Vida nova?

Eu não sei se esse post vai aparecer mesmo depois de eu sair desse blog. Isso mesmo, estou fazendo as malas e saindo daqui. Não levo comigo nenhum ressentimento ou qualquer coisa do gênero, só quero inovar para crescer.

Não quero estender mais esse post, sendo objetivo vou direto ao ponto (ou aos pontos).

Primeira frase (guardem isso para a vida inteira).

“Ame Deus com toda alma, coração e entendimento”.

Se existe alguma razão de eu estar nesse mundo não é simplesmente para envelhecer, ganhar dinheiro, azarar com os amigos ou qualquer coisa que as pessoas costumam fazer.
Sem dúvida, há um propósito maior que tudo isso.

Um dia Deus há de conceder para mim um estado onde minha mente (conhecimento), alma (meus pêlos arrepiados) e meu coração, esse por último, de líder, isto é, aquele que se entrega para os outros mesmo sabendo que aquilo não traria vantagens num mundo capitalista se interajam concomitantemente e eternamente.

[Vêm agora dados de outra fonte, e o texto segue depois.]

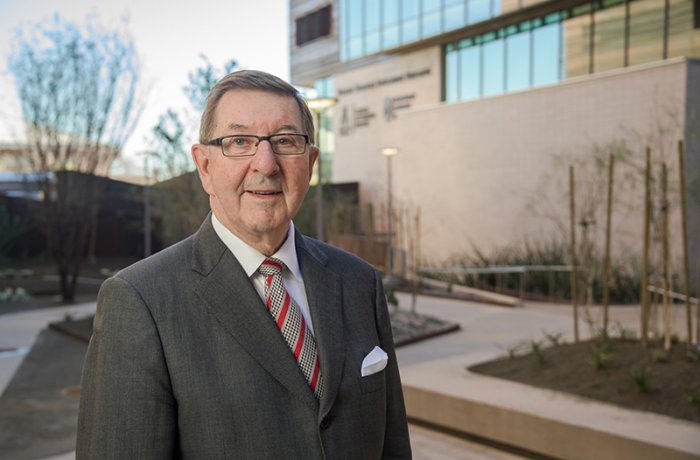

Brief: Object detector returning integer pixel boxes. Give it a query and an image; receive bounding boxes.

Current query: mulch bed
[469,339,700,422]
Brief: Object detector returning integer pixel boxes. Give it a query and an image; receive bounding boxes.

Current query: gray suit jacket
[77,218,411,460]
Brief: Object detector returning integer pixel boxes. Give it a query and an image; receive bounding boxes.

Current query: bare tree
[8,15,139,301]
[150,56,237,244]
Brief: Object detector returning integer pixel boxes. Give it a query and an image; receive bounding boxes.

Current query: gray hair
[199,70,315,144]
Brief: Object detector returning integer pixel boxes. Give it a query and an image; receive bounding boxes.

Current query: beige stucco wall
[333,48,687,268]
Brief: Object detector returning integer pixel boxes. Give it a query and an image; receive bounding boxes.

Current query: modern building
[290,0,700,280]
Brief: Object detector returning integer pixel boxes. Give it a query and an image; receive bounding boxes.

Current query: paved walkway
[0,294,700,460]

Por último, quero dizer ao meu amigo Angelo que eu tenho um monte de pertences que ele, carinhosamente, não cobra a devolução. Bom, eu não devolvo porque alguns ainda uso como é caso dos jogos de ps2 e outros como o dvd do bikini tenho esperança de um dia revê-lo. Há de lembrar que devo 15 reais e tem outras coisas mais aqui.

Japonês

Que dê um passo à frente àquele que diz que o japonês não é difícil de aprender.
Para mim, tenho o seguinte raciocínio a esse idioma. Para que perder tempo com esse código Morse se você pode aprender outro idioma?
Valorizando seu currículo ou até por mais cultura daria para aprender antes uma língua bem mais fácil, isto é, uma do ocidente que poderia satisfazer da mesma forma que o japonês satisfaria.
Então, para aqueles que mesmo assim continuam tentando e, só tentando, aprender os três alfabetos do arquipélago (ouviu essa Pedrão?) só penso disso uma coisa... Vaidade.
É... Vaidade, afinal deve assim se sentir diferente e diferente nesse caso soa com um tom de melhor, mais capacitado, adaptado ou sei lá mais o que...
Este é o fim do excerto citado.